= Guillaume Bonnet =

Archdeacon of Passais

Guillaume Bonnet (died 3 or 12 April 1312) was the archdeacon of Passais in the fourteenth century.

== Biography ==
Guillaume Bonnet, the son of Bertrand Bonnet, lord of Beuville and La Chapelle, was raised in the diocese of Angers and became archdeacon of Passais and Bishop of Bayeux.

Pope Clement V who, by a papal bull of 1305, reserved the faculty to provide to the church of Bayeux in case of vacancy, in 1306 named Guillaume Bonnet, previously treasurer of the church of Angers to govern that church.
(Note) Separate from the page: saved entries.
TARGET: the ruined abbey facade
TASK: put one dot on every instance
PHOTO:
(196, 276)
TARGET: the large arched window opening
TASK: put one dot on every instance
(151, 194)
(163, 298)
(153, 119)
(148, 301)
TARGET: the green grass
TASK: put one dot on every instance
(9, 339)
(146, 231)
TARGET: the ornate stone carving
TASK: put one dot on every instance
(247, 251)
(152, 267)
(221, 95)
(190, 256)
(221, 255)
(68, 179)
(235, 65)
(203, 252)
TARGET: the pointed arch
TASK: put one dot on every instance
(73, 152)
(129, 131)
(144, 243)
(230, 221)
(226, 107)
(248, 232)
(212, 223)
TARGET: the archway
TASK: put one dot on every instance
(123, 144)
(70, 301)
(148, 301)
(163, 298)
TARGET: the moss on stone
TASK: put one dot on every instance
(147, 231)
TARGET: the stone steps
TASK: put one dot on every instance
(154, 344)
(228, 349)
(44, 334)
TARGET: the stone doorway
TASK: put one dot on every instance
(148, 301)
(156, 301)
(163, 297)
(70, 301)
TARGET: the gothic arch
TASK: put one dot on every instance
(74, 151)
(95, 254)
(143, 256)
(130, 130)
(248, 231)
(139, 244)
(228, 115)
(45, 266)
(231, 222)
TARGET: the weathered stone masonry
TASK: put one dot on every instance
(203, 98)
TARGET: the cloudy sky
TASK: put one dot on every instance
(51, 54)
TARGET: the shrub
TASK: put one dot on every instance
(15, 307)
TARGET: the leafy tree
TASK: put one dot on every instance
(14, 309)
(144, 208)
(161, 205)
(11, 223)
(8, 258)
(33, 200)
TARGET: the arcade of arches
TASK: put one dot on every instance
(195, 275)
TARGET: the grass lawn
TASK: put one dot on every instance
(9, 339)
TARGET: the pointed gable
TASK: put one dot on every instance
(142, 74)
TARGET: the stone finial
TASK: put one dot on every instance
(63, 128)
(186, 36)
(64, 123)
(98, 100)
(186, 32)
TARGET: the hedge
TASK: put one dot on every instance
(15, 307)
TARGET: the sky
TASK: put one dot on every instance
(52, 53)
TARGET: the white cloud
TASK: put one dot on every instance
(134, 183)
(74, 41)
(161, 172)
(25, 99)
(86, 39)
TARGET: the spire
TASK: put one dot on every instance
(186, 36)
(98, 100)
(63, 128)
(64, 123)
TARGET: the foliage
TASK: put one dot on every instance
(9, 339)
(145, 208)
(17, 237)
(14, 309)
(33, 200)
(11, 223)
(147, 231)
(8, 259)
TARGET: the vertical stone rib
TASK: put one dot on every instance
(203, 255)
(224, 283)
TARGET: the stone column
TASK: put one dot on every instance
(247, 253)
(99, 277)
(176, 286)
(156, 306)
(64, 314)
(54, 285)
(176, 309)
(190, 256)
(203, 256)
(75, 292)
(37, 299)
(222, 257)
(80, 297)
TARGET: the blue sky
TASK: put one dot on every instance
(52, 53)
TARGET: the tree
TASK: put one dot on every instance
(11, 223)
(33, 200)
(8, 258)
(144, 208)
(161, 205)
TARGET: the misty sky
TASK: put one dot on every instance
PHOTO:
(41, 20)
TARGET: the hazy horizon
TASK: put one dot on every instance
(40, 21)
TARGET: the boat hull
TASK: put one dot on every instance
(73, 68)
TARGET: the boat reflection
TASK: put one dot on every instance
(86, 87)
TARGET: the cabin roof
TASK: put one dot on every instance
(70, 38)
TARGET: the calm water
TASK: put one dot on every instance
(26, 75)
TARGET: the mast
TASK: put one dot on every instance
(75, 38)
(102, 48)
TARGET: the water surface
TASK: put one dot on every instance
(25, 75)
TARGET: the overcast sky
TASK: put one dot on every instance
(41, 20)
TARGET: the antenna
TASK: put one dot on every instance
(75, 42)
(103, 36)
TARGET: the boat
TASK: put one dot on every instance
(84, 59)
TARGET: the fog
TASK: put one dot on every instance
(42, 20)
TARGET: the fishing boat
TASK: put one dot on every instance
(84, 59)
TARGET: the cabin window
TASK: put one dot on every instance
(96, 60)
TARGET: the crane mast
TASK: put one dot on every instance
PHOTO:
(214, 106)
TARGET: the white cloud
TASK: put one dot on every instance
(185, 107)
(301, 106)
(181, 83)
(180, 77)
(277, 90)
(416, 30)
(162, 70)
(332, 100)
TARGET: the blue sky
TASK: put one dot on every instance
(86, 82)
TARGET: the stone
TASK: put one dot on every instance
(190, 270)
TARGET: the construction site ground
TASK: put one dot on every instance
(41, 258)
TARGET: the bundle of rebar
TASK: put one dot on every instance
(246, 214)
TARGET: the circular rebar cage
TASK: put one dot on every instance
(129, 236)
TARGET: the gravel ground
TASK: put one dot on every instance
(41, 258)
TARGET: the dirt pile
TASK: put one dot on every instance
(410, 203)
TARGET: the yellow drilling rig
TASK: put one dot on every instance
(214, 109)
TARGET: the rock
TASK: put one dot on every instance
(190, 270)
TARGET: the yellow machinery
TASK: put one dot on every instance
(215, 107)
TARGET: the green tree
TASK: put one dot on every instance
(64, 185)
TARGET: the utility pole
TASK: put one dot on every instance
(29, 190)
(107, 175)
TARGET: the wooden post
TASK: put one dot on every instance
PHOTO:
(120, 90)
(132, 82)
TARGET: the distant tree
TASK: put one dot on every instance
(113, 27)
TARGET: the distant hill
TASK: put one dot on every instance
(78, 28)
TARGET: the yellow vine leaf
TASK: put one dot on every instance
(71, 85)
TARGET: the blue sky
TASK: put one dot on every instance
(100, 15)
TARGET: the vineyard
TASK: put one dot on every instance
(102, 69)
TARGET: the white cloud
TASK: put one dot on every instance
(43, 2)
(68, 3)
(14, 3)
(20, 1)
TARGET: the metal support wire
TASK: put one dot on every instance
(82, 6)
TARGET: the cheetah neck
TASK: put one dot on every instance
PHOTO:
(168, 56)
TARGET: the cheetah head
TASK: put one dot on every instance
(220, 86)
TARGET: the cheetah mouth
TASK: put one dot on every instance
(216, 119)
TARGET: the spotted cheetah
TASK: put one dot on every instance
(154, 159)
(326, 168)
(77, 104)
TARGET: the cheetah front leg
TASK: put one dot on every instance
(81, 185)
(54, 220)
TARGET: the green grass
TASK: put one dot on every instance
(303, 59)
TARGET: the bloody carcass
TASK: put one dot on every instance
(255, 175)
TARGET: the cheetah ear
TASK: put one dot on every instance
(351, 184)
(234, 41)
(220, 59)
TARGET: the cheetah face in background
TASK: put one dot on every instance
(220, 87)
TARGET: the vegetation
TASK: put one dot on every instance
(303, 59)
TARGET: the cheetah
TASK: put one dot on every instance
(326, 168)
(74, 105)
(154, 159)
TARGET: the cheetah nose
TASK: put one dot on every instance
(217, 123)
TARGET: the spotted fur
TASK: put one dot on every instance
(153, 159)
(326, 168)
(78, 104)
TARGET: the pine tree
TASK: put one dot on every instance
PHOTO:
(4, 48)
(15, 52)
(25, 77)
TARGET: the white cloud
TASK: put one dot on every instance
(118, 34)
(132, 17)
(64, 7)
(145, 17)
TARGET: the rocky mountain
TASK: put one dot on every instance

Philip the Fair sent Guillaume Bonnet to Hainault with Robert VI, Count of Auvergne and Count of Boulogne, in 1307, in order to compel William, Count of Flanders, to pay him homage for his fief of Ostrevant which belonged to the crown of France.

Clement V appointed him one of the bishops charged with examining the cause of the Knights Templar.

In 1308, he gave a house that he owned in rue de la Harpe in Paris, and some pieces of land in the village of Gentilly, for the foundation of a college which took the name of College of Bayeux, intended for young people of his diocese and the dioceses of Mans and Angers.